Al Caffè Letterario del Sansi di Spoleto, fino al 31 agosto, il maestro marchigiano porta in mostra una vita intera dedicata all’arte e alla velocità del pensiero. Collaboratore di Burri e Monachesi, è l’ultimo testimone diretto della grande avanguardia italiana.

Nella luce chiara del mattino, Silvio Craia si china su una tela o un cartoncino. Il pennello, o un pastello saldo tra le dita, sembra non toccare la superficie ma sfiorarla, come se dovesse svelare e non soltanto dipingere. Sul tavolo, barattoli di colore aperti e schizzi a matita che tradiscono una mano ancora inquieta, affamata di forme nuove.

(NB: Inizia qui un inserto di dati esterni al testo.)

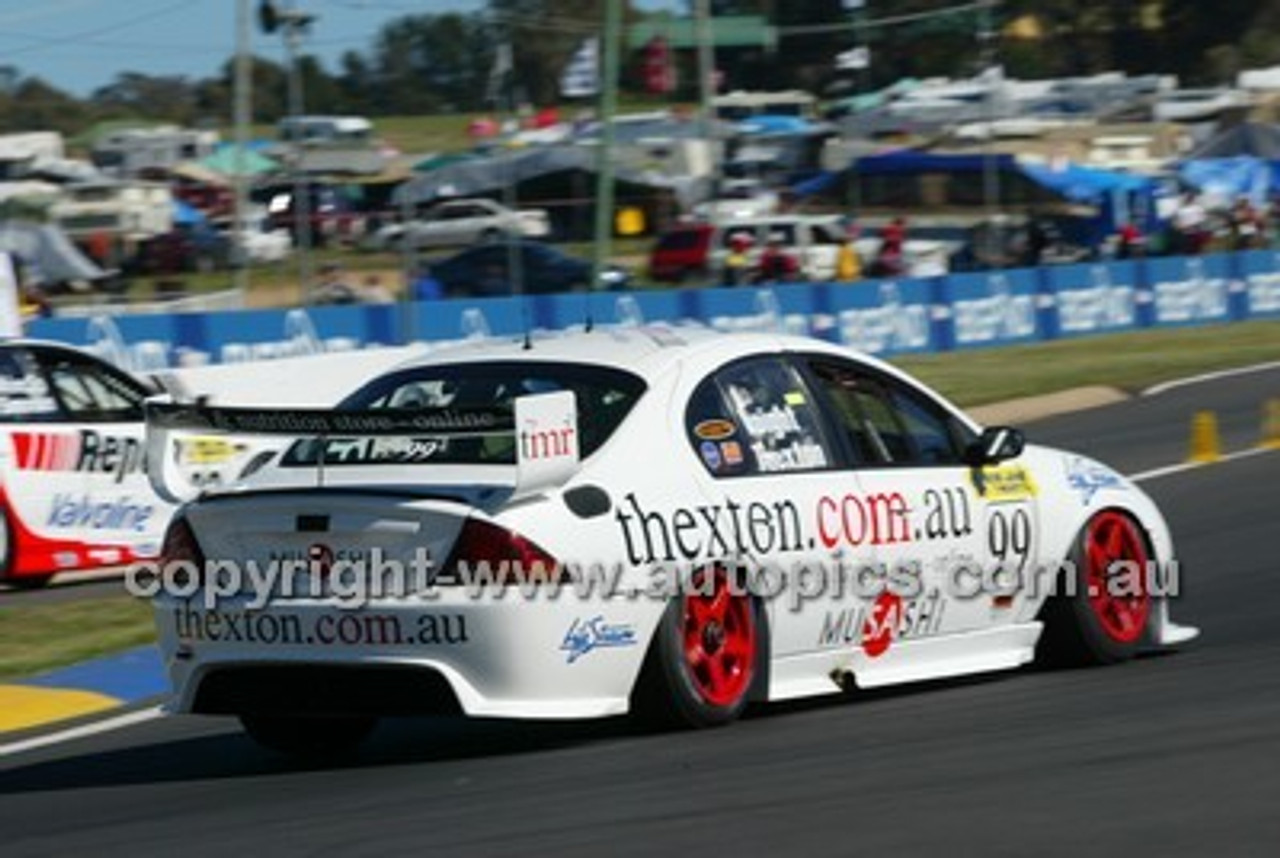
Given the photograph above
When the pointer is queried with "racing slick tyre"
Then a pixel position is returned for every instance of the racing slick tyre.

A ottant’anni compiuti, Craia non ha perso l’andatura veloce di chi, da ragazzo, scoprì che l’arte poteva essere velocità, energia, conquista del futuro. Nato nelle Marche in un’Italia che usciva dalla guerra, il giovane Silvio si formò respirando la tensione creativa del suo tempo. Le sue strade si incrociarono presto con quelle di Alberto Burri, il maestro delle combustioni e dei sacchi, e di Sante Monachesi, raffinato interprete del Futurismo marchigiano. Non erano solo incontri professionali: erano alleanze di spirito, conversazioni notturne, sfide silenziose sul senso dell’arte.

Oggi lo chiamano “l’ultimo dei futuristi”. Non per retorica, ma perché in lui vive ancora quella fame di domani che animava Marinetti e i suoi compagni di avventura. Lo si vede nelle tele che dal 1° al 31 agosto popolano le sale intime del Caffè Letterario del Sansi di Spoleto (via della Salara Vecchia 21), in una mostra curata da Luca Filipponi e Paola Biadetti. I colori sembrano uscire dalla tela, le linee si rincorrono come treni in corsa, le geometrie esplodono in vortici di materia.

La rassegna, che il 14 agosto alle ore 12 vivrà la sua presentazione ufficiale, è anche l’occasione per annunciare un progetto editoriale di ampio respiro: una monografia sull’opera di Craia, firmata da Filipponi, con grafica e comunicazione a cura di Biadetti. Sarà il primo volume di una collana destinata a ripercorrere, passo dopo passo, la storia di un artista che ha attraversato oltre mezzo secolo di arte italiana senza mai rallentare.

All’inaugurazione, il maestro sarà circondato da un parterre d’eccezione: oltre a Filipponi e Biadetti, ci saranno l’artista umbro Alessandro Gabrielli, l’artista internazionale Nestore Bernardi (che il 30 agosto a Montereale, in Abruzzo, guiderà l’evento Le arti si incontrano a Mille), il critico e storico dell’arte Sandro Costanzi, lo storico Pietro Lucchetti, il pluripremiato artista spoletino Fausto Segoni e il fotografo e imprenditore Fabrizio Capsoni.

«Questa mostra – sottolinea Filipponi – mette in relazione il maestro con un pubblico internazionale che lo sta apprezzando e seguendo con grande attenzione. Un riconoscimento meritato, per quanto ha fatto e continua a fare per le arti».

Passeggiando tra le opere, si ha la sensazione di attraversare un paesaggio in movimento: i colori sono fiammate, i tratti sono accelerazioni, le composizioni sembrano vibrare come un motore al minimo. Forse è questo il segreto di Silvio Craia: dipingere non per fermare il tempo, ma per spingerlo sempre un po’ più avanti.